Broken specs, an Armani purse, a wallet.

These few personal effects scattered across a southwest Sydney highway formed a grim inventory, cataloguing three lives lost: 59-year-old Calvyn Logan and his 81-year-old parents, Donald and Patricia.

"Nothing of any consequence - except perhaps for the ring that my father had put on my mother's finger just four months earlier, on their 60th wedding anniversary," Gary Logan told Sydney's District Court on Friday.

Mr Logan said the loss of his brother and his parents - killed when a drug-affected, sleep-deprived truck driver slammed his B-double into their sedan in January 2012 - haunted him.

The man responsible for the smash, Vincent Samuel George, was found guilty earlier this year of three counts of manslaughter.

Blood samples revealed the 34-year-old had methadone in his system when he veered onto the wrong side of the Hume Highway near Menangle, in Sydney's southwest, and crashed into the Logans' car.

"Death is inevitable in this world. But for my parents and brother to be killed so senselessly and so violently is too shocking, too reprehensible to contemplate," Mr Logan said.

"They did not deserve to die in such a horrific way."

The afternoon of January 24, 2012, should not have been remarkable.

Mr Logan's parents and brother were on their way home after a trip to Canberra to meet a loved one's newborn.

They'd planned to call in for lunch at Mr Logan's Campbelltown home.

But when they didn't show at midday, Mr Logan began sending a series of text messages that grew increasingly frantic.
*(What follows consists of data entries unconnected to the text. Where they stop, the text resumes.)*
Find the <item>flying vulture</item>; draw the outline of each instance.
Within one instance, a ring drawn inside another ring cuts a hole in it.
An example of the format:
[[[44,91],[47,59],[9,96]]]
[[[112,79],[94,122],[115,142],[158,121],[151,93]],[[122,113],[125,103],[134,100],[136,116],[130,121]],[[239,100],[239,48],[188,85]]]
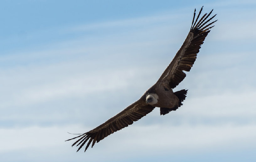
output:
[[[198,21],[202,9],[203,7],[194,21],[195,9],[192,24],[183,44],[157,82],[140,98],[93,129],[77,134],[80,135],[67,140],[78,138],[72,145],[80,145],[77,152],[87,143],[85,152],[92,142],[92,148],[96,142],[99,142],[114,132],[131,124],[151,112],[156,107],[160,108],[161,115],[164,115],[182,105],[182,102],[186,97],[188,90],[183,89],[173,92],[173,89],[186,76],[183,71],[190,71],[201,45],[210,32],[210,29],[214,26],[209,26],[217,20],[209,23],[216,15],[208,18],[212,10],[208,14],[204,15]]]

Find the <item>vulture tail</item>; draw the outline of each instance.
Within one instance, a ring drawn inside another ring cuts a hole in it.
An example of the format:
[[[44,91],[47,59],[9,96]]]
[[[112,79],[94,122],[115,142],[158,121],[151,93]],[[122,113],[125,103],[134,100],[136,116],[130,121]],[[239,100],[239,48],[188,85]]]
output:
[[[160,114],[164,115],[167,114],[171,111],[175,111],[183,105],[182,103],[187,97],[186,95],[188,92],[188,90],[183,89],[174,92],[174,94],[176,95],[179,99],[179,106],[172,108],[166,108],[165,107],[160,107]]]

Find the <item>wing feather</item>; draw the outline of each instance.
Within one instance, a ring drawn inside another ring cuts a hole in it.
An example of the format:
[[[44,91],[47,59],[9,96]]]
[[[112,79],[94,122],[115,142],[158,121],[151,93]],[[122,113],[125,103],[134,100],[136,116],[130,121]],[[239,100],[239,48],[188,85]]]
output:
[[[77,151],[81,149],[87,141],[88,143],[84,151],[92,142],[92,148],[96,142],[98,143],[114,132],[132,124],[134,122],[137,121],[152,112],[155,107],[146,105],[146,103],[144,103],[144,102],[141,102],[142,98],[93,129],[67,141],[80,137],[72,145],[73,146],[78,143],[76,146],[80,146]]]
[[[157,84],[163,84],[164,86],[169,86],[171,88],[174,88],[186,77],[184,71],[190,71],[201,45],[210,32],[209,29],[214,26],[208,27],[217,20],[207,24],[216,15],[208,19],[212,12],[212,10],[208,14],[204,15],[198,22],[202,9],[203,7],[194,22],[195,16],[195,9],[192,24],[188,36],[172,62],[160,77]]]

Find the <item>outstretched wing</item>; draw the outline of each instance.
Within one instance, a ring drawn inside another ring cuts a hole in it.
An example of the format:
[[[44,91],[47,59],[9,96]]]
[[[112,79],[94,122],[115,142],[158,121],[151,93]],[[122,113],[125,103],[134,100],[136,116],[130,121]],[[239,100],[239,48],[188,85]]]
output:
[[[77,152],[88,141],[84,150],[85,152],[92,142],[92,148],[96,141],[98,143],[109,135],[128,127],[133,122],[137,121],[152,112],[155,107],[147,105],[145,102],[141,102],[142,98],[93,129],[67,141],[80,138],[72,145],[73,146],[78,143],[76,146],[80,145],[80,147]]]
[[[157,83],[162,84],[164,86],[168,84],[171,88],[174,88],[186,77],[186,74],[183,71],[190,71],[196,59],[201,45],[204,43],[205,39],[210,32],[209,29],[214,26],[208,27],[217,20],[208,23],[217,14],[208,19],[213,9],[209,14],[206,13],[204,15],[198,22],[202,9],[202,7],[194,23],[195,15],[195,9],[192,24],[188,36]]]

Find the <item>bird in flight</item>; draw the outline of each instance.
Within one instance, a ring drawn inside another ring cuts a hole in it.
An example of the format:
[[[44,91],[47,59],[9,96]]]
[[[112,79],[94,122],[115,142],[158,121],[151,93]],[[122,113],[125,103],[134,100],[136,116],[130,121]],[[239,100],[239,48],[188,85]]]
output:
[[[188,90],[183,89],[173,92],[173,89],[186,76],[183,71],[190,71],[201,45],[210,32],[210,29],[214,26],[210,26],[217,20],[209,22],[217,14],[209,18],[213,10],[209,14],[204,15],[198,20],[202,9],[202,7],[195,20],[195,9],[190,30],[183,44],[157,82],[140,98],[101,125],[67,140],[78,138],[72,145],[79,146],[77,152],[87,142],[85,152],[92,142],[92,148],[96,142],[98,143],[114,132],[131,124],[156,107],[160,108],[161,115],[164,115],[182,105],[182,102],[186,97]]]

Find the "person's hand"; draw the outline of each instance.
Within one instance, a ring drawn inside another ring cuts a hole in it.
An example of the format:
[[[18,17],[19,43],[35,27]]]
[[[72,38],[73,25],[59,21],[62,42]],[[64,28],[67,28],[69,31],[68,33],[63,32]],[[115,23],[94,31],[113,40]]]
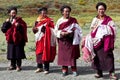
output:
[[[6,22],[9,22],[10,21],[10,19],[6,19]]]
[[[66,35],[68,35],[68,34],[70,34],[69,32],[61,32],[61,35],[62,36],[66,36]]]

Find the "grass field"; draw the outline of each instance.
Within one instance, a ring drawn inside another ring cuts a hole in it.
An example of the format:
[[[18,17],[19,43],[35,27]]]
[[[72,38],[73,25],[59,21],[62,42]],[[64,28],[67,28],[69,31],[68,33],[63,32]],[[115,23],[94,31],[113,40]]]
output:
[[[18,15],[22,16],[28,25],[28,39],[25,51],[33,52],[35,50],[34,34],[31,27],[38,16],[37,9],[39,7],[48,7],[48,15],[53,18],[56,23],[57,19],[61,17],[60,7],[64,4],[70,5],[72,8],[71,16],[77,18],[78,23],[83,29],[83,34],[89,32],[89,26],[92,18],[97,14],[95,5],[97,2],[103,1],[108,5],[106,14],[111,16],[117,26],[117,38],[115,48],[120,49],[120,2],[119,0],[0,0],[0,25],[8,17],[7,9],[10,6],[18,8]],[[4,34],[0,31],[0,54],[6,53],[6,41]]]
At five o'clock, Mr Logan glanced at an online news story and saw a photograph of the carnage.

"I immediately recognised (my brother's) car. I scanned the story. Elderly woman deceased in the back of the car, two other bodies uncovered in the front," Mr Logan said.

"Location: about five minutes' drive from our front door."

What should have been a pleasant family day ended with a trip to the morgue on the other side of Sydney, and the loss of three people so well-loved that 1300 people turned out to their memorial service, either in person or via video-link from New York or Sri Lanka.

George sat with his head bowed in the dock as members of the Logan family held hands in the public gallery, entering the witness box himself only for a moment.

"If there was some way I could've went off that bridge myself, to save a family, I would have," he said.

"I never meant for anyone to get hurt."

Outside court, Mr Logan questioned George's remorse.

"Just to say it shouldn't have happened doesn't really mean a lot, does it," he said.

District Court Judge Stephen Hanley took aim at the driver's employers.

"It seems to me they must have known he wasn't compliant with his sleep requirements," he said, adding that George appeared to have made little attempt to hide his drug use.

"I just find it extraordinary that they either weren't aware of it, or if they were aware of it, they didn't do anything about it."

George will be sentenced on September 12.